Example #2 Plot Manipulation

Pages 7-8: “Where’s the man with the megaphone?” … “That storm dragged it out to sea. It wasn’t half dangerous with all them tree trunks falling. There must have been some kids still in it.”

Golding is using plot manipulation to explain how the boys got on the island. Significant passages within the above are “No grownups!” “We was attacked!” “I saw the other part of the plane. There were flames coming out of it.” The sketchy details suggest a crash landing in war time. But the plane is gone, the grownups are gone, and these boys are safe and sound (no plane-crash injuries) on the island. Golding creates a world without adult influence beyond what the boys can remember, without tools (except Jack’s knife, characterizing him as leader by force and fear), without adult guidance (or misguidance).
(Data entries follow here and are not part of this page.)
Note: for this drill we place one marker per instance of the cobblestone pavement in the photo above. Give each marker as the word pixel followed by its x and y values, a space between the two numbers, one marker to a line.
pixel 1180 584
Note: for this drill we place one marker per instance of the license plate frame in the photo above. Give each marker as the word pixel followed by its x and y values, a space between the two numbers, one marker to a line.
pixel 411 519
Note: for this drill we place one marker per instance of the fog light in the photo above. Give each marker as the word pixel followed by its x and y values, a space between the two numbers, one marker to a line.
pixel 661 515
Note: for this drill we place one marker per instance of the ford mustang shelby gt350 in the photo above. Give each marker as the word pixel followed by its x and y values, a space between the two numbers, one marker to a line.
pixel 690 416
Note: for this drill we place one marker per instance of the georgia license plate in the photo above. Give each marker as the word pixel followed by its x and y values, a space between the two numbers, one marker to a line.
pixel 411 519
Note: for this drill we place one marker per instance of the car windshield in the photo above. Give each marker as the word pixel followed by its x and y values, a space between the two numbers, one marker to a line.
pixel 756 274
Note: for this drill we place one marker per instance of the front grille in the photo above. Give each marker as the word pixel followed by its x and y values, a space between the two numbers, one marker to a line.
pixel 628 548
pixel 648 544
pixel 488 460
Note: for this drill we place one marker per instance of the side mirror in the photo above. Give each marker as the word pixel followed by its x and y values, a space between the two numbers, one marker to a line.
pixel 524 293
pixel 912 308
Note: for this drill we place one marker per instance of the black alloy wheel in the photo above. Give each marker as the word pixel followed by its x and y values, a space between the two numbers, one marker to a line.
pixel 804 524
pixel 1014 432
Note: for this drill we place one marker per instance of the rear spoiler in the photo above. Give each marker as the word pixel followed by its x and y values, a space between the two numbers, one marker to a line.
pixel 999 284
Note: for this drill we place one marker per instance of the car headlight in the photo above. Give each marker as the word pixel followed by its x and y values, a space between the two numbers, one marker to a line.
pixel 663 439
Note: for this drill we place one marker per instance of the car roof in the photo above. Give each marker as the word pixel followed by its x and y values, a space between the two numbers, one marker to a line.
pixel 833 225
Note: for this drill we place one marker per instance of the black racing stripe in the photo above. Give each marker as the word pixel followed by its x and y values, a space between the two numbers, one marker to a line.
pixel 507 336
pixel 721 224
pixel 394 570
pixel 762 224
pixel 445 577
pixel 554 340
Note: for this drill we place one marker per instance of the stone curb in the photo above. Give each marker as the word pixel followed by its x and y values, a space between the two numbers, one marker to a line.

These boys are on their own to make of their lives what they will.

Example #3 Symbolism

Page 22: None of the boys could have found good reason for this; what intelligence had been shown was traceable to Piggy while the most obvious leader was Jack. But there was a stillness about Ralph as he sat that marked him out: there was his size, and attractive appearance; and most obscurely, yet most powerfully, there was the conch. The being that had blown that, had sat waiting for them on the platform with the delicate thing balanced on his knees, was set apart.

Golding describes the power of the conch; he makes it his first symbol, a symbol of organization and authority, of democratic authority because Ralph is duly elected chief because of the influence of the conch on the boys.